# Work in Chicago western burbs....



## Mr.Mike (Oct 19, 2006)

Is there anyone looking for plow drivers this season? I know the season has already started, but the company I was supposed to work for has not called me out yet, and no one returns my phone calls. I am getting eager to get out and plow. I have about 12 years of experience in snow and ice control. This is the first year I'm not running my own truck. I live in Du page county and I am available 24/7. Thanks. -Mike 630-918-8270 :bluebounc


----------



## 4evergreenlawns (Oct 22, 2002)

I left you a voice mail CALL ME!!!! 

Ron G. 
630 675-2939


----------



## scottL (Dec 7, 2002)

Let me just pop this thread....

I'm in West Chicago, IL ( next to St. Charles ) and I was looking to pick up some extra hours at the beginning of a storm. Currently I sub out of the Wheaton area but, usually we go out after a trigger which is typically clean up time. Prior I usually have many hours available.

I'm into my tenth season plowing, clean record and very efficient. Sites included town homes, retail lot's, commercial buildings, office complexes, churches, etc. I have a NBS Chevy 2500HD with 8.5 MVP decked out with all the lights. If you could use me for some hours PM me.

Thanks,


----------



## 4evergreenlawns (Oct 22, 2002)

Scott,

I am not looking for any subs but thanks for the offer. If you like I would pass on your number to a guy I know that is always looking for guys (that know what they are doing) for hours here and there during a storm. 

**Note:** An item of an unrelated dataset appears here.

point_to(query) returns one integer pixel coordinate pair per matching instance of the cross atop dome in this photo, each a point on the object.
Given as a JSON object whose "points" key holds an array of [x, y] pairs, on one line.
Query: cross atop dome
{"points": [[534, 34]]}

I should add. Even though I did speak with Mr. Mike and he stated he was interested in the job other then the 1 phone conversation where he told me he was a very dependable guy looking for a small company where he would not get lost in the mix. He has NEVER returned a call since then. Why post something stating you are looking for a job and then stated you want the job as offered and then go ghost????

I have found a driver and even have a back up as once the word got out I had several calls as people that know me know what kind of operation I run and know they get paid for the work they do. 

So Mr. Mike a simple phone call in return to the several voice mails left for you would have gone a long way. But waht should you really expect from the internet. 

Ron G.


----------



## scottL (Dec 7, 2002)

Hey Thanks Ron. I appreciate the hand-off. 

( I had popped into your thread since I knew you were local and I use to live in South Elgin. Sorry to hear the other guy went silent on you ).

-scott


----------